Aaargh! There's a giant monster coming to smash our village in search of those huge slices of pizza and fruit we've hidden...
Most games put you in the role of the good guy, charging you with protecting the world, saving the princess or other such honorable deeds. Few are the games that encourage you to indulge your most homicidal and dark urges! It's a shame because given the chance to swap sides most games relish the opportunity. Just look at Dungeon Keeper I and II. That wasn't really a great strategy game, the combat was pretty dismal and the actual missions felt like a tutorial right up to the final levels and yet it's a game many players look back on with great fondness. The reason for this can only be that for once you got to cause some mayhem and destruction just for the sheer hell of it.
Rampage of course was great fun; I don't know a single gamer that doesn't rate it as a good game. In my youth I inserted many a shiny coin into the arcade version and snapped it up when it appeared for the home computer. I still waste the odd lunchtime punching my monstrous colleagues off buildings. Like Rampage, Aaargh offers you the chance to smash things up, eat people and generally act like a giant monster. There aren't many games around to sate that urge, Rampage is an obvious example, Movie Monsters on the C64 was another and the excellent War of the Monsters on the PS2 is the most recent example I've come across. All of those games are a lot of fun and Aaargh is too.

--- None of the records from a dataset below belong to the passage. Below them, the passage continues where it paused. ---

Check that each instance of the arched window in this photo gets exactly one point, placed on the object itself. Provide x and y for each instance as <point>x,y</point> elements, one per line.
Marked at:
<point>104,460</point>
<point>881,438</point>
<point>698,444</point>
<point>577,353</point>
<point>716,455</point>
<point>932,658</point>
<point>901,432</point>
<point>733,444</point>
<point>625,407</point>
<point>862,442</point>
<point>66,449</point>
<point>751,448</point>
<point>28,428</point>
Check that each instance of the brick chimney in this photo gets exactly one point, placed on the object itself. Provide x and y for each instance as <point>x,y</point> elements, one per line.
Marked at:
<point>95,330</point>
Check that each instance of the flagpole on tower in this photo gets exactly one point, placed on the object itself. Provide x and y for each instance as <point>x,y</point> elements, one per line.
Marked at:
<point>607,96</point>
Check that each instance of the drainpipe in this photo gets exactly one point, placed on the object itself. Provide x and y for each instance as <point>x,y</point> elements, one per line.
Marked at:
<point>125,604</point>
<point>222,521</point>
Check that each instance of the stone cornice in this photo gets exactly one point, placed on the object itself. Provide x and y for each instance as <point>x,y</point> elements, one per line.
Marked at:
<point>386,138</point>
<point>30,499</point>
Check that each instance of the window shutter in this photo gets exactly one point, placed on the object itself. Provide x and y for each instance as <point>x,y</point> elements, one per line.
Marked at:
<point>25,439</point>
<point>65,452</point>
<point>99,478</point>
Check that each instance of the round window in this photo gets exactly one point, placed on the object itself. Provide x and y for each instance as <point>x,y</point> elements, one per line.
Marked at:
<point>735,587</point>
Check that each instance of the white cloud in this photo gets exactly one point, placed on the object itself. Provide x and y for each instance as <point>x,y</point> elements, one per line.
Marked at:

Aaargh offers a sort of 3d landscape that you can move around, allowing you to go into the screen as well as out rather than climb up and down as in Rampage. The aim of the game is to destroy all the buildings which allow you to progress to the next level. You have a choice of two monsters, a giant ogre and a giant lizard. Both of them seem to be identical in terms of abilities so the choice is purely aesthetic. Both can punch in all directions including up and down and can also breathe fire, though this seems to take a little while to recharge. As you smash buildings terrified villagers will pour out and scatter around the screen. Punching them allows you to snatch them up and eat them; you can also find food and monster eggs inside the buildings. Eating anything boosts your health which is never a bad thing. I liked the way some levels feature giant statues of one or other of the monsters, perhaps in an attempt to placate them which evidently hasn't worked.
Whereas Rampage was pretty easy, Aaargh is not! The most deadly enemy you'll face is the catapult. This flings rocks at you who can cause major damage and unless you deal with it pretty promptly you won't last long. Rather annoyingly you'll struggle to line yourself up exactly to get your punch in and the thing moves around quite a lot making killing it quite difficult. Once it's dealt with though you are fairly free to obliterate the villages in peace. Flying things that may well be hornets or giant bees attack you, as do something that looks like a fire-crapping seagull but they are no match for a good burst of flame. You can play two player which is quite fun for a while but no match for Rampage if truth be told. It's worth playing 2 players even if you're on your own as it will give you a better chance as the enemies will split their attacks between the two monsters and there doesn't seem to be any extra attackers.
How to rate this game? Well in terms of looks it looks its age but everything is clear and not too heavy on the eye. The PC speaker sounds are irritating but once you actually get into the game they are quite infrequent so it isn't the end of the world. It's a challenging game, even seasoned city stumpers will struggle to progress but for a coffee break bash it's quite fun. It's worth a play especially if you like the genre and whilst it won't be replacing Rampage on my hard drive it's fun to see how far you can get. One last point, the game allows you three methods of control; Keyboard, Joystick or Mouse. I was quite surprised to see the mouse option and after trying out the keyboard option first I quickly found the mouse to be much more intuitive once you've got the hang of it.
Though it might be possible to play on DOSBox I had no joy and had to run it in pure DOS, where it ran perfectly (Win98).